As a child I was a keen chess player but I have not played regularly for over 20 years. That has changed recently with technology giving me two new ways to play and practice. First, I have bought a chess computer game on my Sidekick II. I can now play a game in 5 minutes against a computer during idle times such as waiting for MUNI. Second, Auren Hoffman invited me to play online at Red Hot Pawn where you can play multiple asynchronous games against other people over the web. I am still playing my first game with Auren which started on February 19th. I must admit I am finding the lack of rhythm a challenge with a game spread out over several weeks but it's good to be playing a human being rather than a computer
Speaking of human beings vs computers, as I have been laid up in bed for a couple of days trying to shake off a virus, so in between sleeping and drinking lots of water I took the opportunity to watch the DVD Game Over about Gary Kasparov's chess match against IBM's Deep Blue in 1997. The premise of the documentary is intriguing - IBM cheated to beat Kasparov to bolster their flagging image - but the execution and evidence presented is circumstantial and hearsay at best. Putting aside the premise and just examining the trends - Kasparov beats computer in 1996, Kasparov loses to computer in 1997, Kasparov draws to computer in 2003 - the seemingly slower rate (backwards?) of innovation is in marked contrast to that shown in the DARPA Grand Challenge. Why is this?

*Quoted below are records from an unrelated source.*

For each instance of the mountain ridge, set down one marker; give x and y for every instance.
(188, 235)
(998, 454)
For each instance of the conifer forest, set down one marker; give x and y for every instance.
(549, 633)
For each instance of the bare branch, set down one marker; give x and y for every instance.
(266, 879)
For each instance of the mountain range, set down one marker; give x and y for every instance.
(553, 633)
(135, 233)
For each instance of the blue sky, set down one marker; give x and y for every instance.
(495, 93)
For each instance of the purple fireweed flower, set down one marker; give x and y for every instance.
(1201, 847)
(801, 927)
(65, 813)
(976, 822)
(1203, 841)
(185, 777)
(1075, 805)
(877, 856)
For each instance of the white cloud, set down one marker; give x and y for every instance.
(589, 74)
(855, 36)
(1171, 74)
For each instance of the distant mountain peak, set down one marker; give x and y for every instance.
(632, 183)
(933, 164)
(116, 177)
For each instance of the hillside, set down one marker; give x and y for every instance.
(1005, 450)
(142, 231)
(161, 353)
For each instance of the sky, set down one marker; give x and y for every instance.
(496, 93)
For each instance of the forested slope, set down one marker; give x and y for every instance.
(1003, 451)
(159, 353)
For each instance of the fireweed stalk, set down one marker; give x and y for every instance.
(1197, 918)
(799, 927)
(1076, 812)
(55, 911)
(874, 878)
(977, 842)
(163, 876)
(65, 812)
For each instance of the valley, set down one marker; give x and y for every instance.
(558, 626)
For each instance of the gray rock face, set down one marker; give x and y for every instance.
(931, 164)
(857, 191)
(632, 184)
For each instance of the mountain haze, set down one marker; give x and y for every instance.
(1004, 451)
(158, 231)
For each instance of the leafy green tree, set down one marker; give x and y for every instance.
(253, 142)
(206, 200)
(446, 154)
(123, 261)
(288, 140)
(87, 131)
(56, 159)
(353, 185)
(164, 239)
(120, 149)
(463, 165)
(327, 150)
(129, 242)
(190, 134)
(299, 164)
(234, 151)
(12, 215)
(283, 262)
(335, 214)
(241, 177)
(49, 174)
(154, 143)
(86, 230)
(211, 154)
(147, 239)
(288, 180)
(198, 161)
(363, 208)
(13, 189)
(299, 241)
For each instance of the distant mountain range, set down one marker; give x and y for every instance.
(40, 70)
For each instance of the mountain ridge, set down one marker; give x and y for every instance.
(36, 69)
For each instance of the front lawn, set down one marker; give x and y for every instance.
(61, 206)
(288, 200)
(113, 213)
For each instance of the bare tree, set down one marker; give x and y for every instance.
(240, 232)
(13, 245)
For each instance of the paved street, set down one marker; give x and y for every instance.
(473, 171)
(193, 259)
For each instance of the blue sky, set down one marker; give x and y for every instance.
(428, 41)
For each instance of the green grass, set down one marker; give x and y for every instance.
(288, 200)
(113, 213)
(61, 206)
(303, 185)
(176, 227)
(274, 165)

The reason that first comes to mind is that the tasks differ in their complexity. My gut instinct is that the task of getting a car to autonomously drive from A to B on a known course is less complex than defeating the world's greatest chess player with more playing permutations than there are atoms in the universe. However, upon further reflection it's not clear that the number of known permutations is the best measure of complexity. The number of chess permutations is enormous (10 to the power of 120) but there is no element of randomness, unlike the DARPA Grand Challenge where the cars have to deal with other cars, weather conditions, changing gradients, etc.
I shall noodle on this some more, but it's a cautionary tale on extrapolating from just a few data points to a wider conclusion.